As managed care plans develop increasingly complex and varied methods of contracting for physicians' services, it becomes more and more important to understand whether and how these contracting methods influence the quantity, quality, and/or mix of services that physicians provide. Despite the need for such information, research on the impact of contractual arrangements on physicians' behavior is hampered by several factors. These include the increasing variety of insurance products, physicians' affiliations with multiple insurance plans, and the difficulty of measuring these arrangements at the individual physician-patient levels.

A recent study supported by the Agency for Healthcare Research and Quality (HS09196) examined the effects of contractual arrangements on the provision of health care services by using physicians' self-reported perceptions of the overall influence of their contractual/compensation arrangements on the volume of services they provide to patients. The study was conducted by researchers at Georgetown University and New York Medical College using data from a recent national survey of more than 1,500 physicians under the age of 40 who had been in practice for at least 2 years but not more than 9 years.
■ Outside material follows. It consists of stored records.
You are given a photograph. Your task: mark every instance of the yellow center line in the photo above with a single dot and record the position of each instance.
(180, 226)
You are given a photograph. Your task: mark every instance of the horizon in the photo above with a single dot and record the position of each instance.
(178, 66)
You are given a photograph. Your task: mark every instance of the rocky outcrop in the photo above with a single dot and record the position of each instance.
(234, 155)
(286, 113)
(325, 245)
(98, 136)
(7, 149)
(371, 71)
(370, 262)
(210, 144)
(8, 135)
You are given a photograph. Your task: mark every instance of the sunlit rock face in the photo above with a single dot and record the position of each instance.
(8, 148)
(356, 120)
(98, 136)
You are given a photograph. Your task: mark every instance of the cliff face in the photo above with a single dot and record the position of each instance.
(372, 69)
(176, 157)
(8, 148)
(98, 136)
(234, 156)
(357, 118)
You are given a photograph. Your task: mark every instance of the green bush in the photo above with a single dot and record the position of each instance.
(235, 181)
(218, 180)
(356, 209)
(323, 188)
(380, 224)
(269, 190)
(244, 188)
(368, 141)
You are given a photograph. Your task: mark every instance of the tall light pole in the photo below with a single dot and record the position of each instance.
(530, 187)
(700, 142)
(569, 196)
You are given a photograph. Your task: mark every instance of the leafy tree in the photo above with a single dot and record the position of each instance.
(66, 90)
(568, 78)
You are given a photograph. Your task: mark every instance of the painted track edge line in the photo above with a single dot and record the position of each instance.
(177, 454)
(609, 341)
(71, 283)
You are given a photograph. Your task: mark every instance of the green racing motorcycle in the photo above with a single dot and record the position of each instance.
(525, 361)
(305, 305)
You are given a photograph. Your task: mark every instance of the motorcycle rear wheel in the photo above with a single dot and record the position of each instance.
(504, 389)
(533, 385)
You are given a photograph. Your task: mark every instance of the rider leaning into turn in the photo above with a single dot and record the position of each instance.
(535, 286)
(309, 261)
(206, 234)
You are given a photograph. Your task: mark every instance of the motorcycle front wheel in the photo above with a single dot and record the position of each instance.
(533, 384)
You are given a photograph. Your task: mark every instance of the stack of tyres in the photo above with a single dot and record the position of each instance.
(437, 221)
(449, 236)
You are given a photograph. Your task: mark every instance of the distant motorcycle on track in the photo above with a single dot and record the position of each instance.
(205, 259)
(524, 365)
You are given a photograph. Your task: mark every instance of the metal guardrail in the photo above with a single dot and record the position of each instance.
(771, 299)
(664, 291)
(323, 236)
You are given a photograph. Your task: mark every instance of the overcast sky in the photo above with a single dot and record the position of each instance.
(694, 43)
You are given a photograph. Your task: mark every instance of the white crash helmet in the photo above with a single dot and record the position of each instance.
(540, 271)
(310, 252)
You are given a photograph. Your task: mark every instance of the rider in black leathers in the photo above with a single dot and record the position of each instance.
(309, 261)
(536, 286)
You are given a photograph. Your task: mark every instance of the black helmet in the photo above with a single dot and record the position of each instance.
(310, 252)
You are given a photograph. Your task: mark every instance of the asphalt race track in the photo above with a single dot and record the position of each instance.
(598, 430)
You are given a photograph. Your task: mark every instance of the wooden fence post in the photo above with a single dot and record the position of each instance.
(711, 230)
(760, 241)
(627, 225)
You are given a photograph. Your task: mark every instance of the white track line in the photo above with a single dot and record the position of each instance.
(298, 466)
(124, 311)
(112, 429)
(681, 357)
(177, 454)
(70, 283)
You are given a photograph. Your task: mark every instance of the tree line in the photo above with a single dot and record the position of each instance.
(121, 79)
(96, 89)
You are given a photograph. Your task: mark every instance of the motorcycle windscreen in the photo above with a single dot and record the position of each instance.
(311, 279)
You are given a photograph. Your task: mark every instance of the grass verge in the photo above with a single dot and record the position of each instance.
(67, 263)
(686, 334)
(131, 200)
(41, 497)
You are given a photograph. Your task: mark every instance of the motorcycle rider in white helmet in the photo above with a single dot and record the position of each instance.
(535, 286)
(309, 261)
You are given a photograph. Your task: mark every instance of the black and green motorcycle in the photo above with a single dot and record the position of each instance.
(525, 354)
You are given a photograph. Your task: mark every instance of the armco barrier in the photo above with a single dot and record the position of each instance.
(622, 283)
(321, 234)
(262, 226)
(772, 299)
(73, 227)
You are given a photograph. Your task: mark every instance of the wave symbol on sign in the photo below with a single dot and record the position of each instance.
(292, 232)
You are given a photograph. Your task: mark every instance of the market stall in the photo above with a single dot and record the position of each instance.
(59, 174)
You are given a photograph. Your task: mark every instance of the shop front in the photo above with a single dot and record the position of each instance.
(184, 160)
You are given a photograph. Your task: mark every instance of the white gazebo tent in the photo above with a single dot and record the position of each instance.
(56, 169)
The researchers found that the following factors were significantly associated with an increased likelihood of reporting an incentive to decrease services: a gatekeeper arrangement with financial incentives; perceived high risk of exclusion of physicians with high costs from the plan; the perception that referrals received depended on the costs of care provided; gag clauses forbidding disclosure of financial incentives to patients; receiving capitation payments from at least one plan; and employment in a health maintenance organization. Being compensated on a fee-for-service basis or receiving a salary with incentive or bonus provisions (compared with straight salary) were associated with an increased likelihood of reporting an incentive to increase services to patients. However, physicians' overall methods of compensation had a relatively small impact on their perceived financial incentives compared with other factors.

These findings suggest that physicians' self-reported overall personal financial incentives within their practices are a valid summary measure of the mix of specific financial arrangements faced by most physicians. The next step, note the researchers, is to evaluate how physicians' perceptions of their financial incentives affect their behavior.

See "Measuring the effects of managed care on physicians' perceptions of their personal financial incentives," by Jean M. Mitchell, Ph.D., Jack Hadley, Ph.D., Daniel P. Sulmasy, M.D., Ph.D., and J. Gregg Bloche, M.D., J.D., in the Summer 2000 Inquiry 37, pp. 134-145.